To help all users of our actuarial measurements better understand these risks and their impacts, the Office of the State Actuary (OSA/we) developed this educational webpage, which serves as a reference guide for certain key risk metrics. The webpage is divided into the following sections, which readers can click to expand/collapse…
Ways to Measure Risk, which summarizes some of the key methods that actuaries use to evaluate risk
Risk Measurements for Washington’s Public Pension Plans, which details a few risk tests that OSA conducts and highlights items like investment returns and contribution rate solvency/affordability
Demographic Risks, which describes the risk of member experience unfolding differently than assumed, particularly member mortality
Historical Information, which provides a resource to track key data and assumption values over the past ten years
Plan Maturity Measures, which explains some of the risks plans face as they grow and mature over time including enterprise risk, contribution rate volatility, and liquidity risk
We illustrate the risks inherent in our actuarial measurements at a system-wide and plan level and consider how our actuarial measurements could vary under different circumstances. Such measurements include contribution rates, funded statuses, and actuarial fiscal notes.
This webpage also serves as our response to Actuarial Standards of Practice (ASOP) Number 51. ASOPs guide actuaries when performing and communicating their work. ASOP 51 stresses the importance of communicating risk in defined benefit pension plans, particularly in how actual future measurements may differ significantly from expected future measurements.

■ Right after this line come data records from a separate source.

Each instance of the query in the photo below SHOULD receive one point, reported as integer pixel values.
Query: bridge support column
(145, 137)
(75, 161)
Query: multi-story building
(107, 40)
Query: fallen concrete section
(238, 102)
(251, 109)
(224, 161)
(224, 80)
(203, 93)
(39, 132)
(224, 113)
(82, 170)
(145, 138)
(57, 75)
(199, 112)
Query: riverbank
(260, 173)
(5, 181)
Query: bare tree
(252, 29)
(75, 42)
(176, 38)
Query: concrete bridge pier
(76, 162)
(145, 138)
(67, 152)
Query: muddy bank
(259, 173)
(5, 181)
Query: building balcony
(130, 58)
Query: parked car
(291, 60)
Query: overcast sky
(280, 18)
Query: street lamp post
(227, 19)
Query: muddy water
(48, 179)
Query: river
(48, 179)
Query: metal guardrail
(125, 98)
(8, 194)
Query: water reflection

Where applicable, we relied on historical information to display tables and graphs which is documented internally. Unless noted otherwise, we rely on data, assumptions, methods, and assets consistent with the
June 30, 2019 Actuarial Valuation Report (AVR) and assumptions used in our
2019 AVR Projections Model to project figures beyond our June 30, 2019 measurement date. The projections shared below are based on our best estimate assumptions and methods which represents future experience matching our expectations. Actual future experience is unlikely to precisely match our assumptions, but we believe the displayed exhibits are appropriate tools for assessing future risks to the plan. For more information about how some of these results change when future experience does not match our assumptions, please see our
Risk Assessment webpage.
One of the most prominent risks to the Washington State pension plans, since this measurement date, has been the impacts from the COVID-19 health crisis. However, since this event emerged after our actuarial measurement date, the financial and demographic implications of this health crisis are not reflected in the analysis below. Readers who are interested in learning more about how COVID-19 may impact the Washington State pension plans can see our separate
educational webpage devoted to this topic.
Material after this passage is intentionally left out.